Methodenschritte
1. Das Kettenrad muss schräg- und schwingungsfrei auf der Welle montiert werden. Bei einem gemeinsamen Getriebe müssen die Stirnflächen beider Kettenräder in derselben Ebene liegen. Beträgt der Achsabstand der Kettenräder weniger als 0,5 Meter, ist eine Abweichung von 1 mm zulässig; bei einem Achsabstand von mehr als 0,5 Metern beträgt die zulässige Abweichung 2 mm. Reibung an den Zähnen des Kettenrads ist jedoch unzulässig. Ein zu großer Versatz der beiden Kettenräder kann zum Abspringen der Kette und zu erhöhtem Verschleiß führen. Beim Kettenradwechsel muss der Versatz sorgfältig geprüft und gegebenenfalls angepasst werden.

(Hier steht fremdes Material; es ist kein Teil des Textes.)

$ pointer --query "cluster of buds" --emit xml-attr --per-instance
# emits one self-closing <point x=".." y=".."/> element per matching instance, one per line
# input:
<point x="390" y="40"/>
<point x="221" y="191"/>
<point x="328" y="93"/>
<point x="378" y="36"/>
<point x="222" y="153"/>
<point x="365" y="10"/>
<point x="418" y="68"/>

2. Die Kettenspannung muss angemessen sein. Ist die Kette zu straff, erhöht sich der Energieverbrauch und die Lager verschleißen schneller; ist sie zu locker, kann sie leicht abspringen. Die Kettenspannung lässt sich wie folgt prüfen: Heben oder drücken Sie die Kette in der Mitte an, und der Abstand zwischen den Mittelpunkten der beiden Kettenräder beträgt etwa 2–3 cm.
3. Die neue Kette ist zu lang oder hat sich nach dem Gebrauch gedehnt, wodurch sie sich nur schwer verstellen lässt. Je nach Bedarf können Sie Kettenglieder entfernen, jedoch nur eine gerade Anzahl. Das Kettenglied muss von hinten durch die Kette geführt werden, das Verschlussstück von außen eingeführt werden und die Öffnung des Verschlussstücks muss der Drehrichtung entgegengesetzt zeigen.
4. Bei starkem Verschleiß des Kettenrads sollten Kettenrad und Kette gleichzeitig ausgetauscht werden, um einen optimalen Eingriff zu gewährleisten. Kette oder Kettenrad dürfen nicht einzeln gewechselt werden, da dies zu schlechtem Eingriff und beschleunigtem Verschleiß führt. Sobald die Zahnflanke des Kettenrads einen gewissen Verschleiß aufweist, sollte es umgedreht und wiederverwendet werden (bezogen auf die verstellbare Seite), um die Lebensdauer zu verlängern.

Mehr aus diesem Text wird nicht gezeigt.